Emas Diuji dengan Api ( Manusia Diuji dengan Uang )
Si penerima Suap tentulah sudah menjadi Kebiasaan menerima uang Haram ini, kenapa tidak, hanya bermodalkan Bicara, Handphone, dan teman mereka akan mendapatkan uang dengan mudah dalam waktu yang relative singkat.

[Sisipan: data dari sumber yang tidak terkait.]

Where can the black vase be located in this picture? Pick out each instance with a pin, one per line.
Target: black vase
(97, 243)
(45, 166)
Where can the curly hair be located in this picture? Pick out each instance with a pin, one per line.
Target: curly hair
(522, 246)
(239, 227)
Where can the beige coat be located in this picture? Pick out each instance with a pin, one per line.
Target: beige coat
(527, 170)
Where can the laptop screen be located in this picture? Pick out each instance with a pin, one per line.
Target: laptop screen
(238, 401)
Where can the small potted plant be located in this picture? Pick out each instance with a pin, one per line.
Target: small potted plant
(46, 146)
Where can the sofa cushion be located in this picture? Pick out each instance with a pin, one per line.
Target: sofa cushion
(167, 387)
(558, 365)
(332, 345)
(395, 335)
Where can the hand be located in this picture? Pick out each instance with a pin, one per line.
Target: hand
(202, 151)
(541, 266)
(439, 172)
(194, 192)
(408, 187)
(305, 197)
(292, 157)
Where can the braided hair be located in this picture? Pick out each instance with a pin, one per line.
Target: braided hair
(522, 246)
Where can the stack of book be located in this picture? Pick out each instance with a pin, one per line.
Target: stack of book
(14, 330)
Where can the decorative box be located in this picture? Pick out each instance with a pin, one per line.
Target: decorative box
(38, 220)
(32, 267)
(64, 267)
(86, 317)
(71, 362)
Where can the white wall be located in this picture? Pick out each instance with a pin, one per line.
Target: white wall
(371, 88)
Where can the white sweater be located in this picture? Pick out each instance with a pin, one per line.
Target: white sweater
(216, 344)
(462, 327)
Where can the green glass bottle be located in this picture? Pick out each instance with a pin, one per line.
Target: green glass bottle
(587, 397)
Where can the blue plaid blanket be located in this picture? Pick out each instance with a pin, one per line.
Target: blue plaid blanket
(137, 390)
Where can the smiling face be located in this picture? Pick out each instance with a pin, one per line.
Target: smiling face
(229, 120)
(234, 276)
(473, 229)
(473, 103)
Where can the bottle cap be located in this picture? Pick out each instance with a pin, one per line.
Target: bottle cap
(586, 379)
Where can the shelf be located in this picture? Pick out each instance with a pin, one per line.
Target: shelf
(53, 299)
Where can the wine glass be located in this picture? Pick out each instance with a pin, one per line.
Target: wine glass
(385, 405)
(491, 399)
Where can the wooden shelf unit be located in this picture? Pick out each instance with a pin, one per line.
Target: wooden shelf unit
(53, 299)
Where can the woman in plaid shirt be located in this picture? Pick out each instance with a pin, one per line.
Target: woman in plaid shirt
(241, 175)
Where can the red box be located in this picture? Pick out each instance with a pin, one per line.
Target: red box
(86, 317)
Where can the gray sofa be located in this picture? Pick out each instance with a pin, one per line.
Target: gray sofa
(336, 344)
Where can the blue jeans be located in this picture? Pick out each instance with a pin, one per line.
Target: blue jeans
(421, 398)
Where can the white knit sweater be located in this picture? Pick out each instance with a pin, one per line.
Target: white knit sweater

Siapa yang tidak mau mendapatkan uang 80 juta atau 100 juta hanya dengan bermodalkan Handphone , apalagi diperparah sampai saat ini Polisi di Kabupaten/Kota kecil ini belum bisa melacak terlalu banyak para penerima suap ini, diperparah tidak ada kecendrungan masyarakat yang tidak ingin membawa masalah ini ke Polisi, Mereka beranggapan ini akan menjadi lebih parah lagi jika sudah sampai ke polisi, orang-orang di kabupaten.kota ini mengatakan jika masalah sudah sampai ke Polisi .maka "hutang kambing terbayar namun kita akan membayar hutang Kerbau". Maka dari itulah kebiasaan dari penerima suap ini terbentuk paradigma baru seperti berjualan baju saja, tawar Menawar,uang, dan jadi.jika gagal maka uang akan di kembalikan, jika Lulus maka akan ada acara kenduri bersama.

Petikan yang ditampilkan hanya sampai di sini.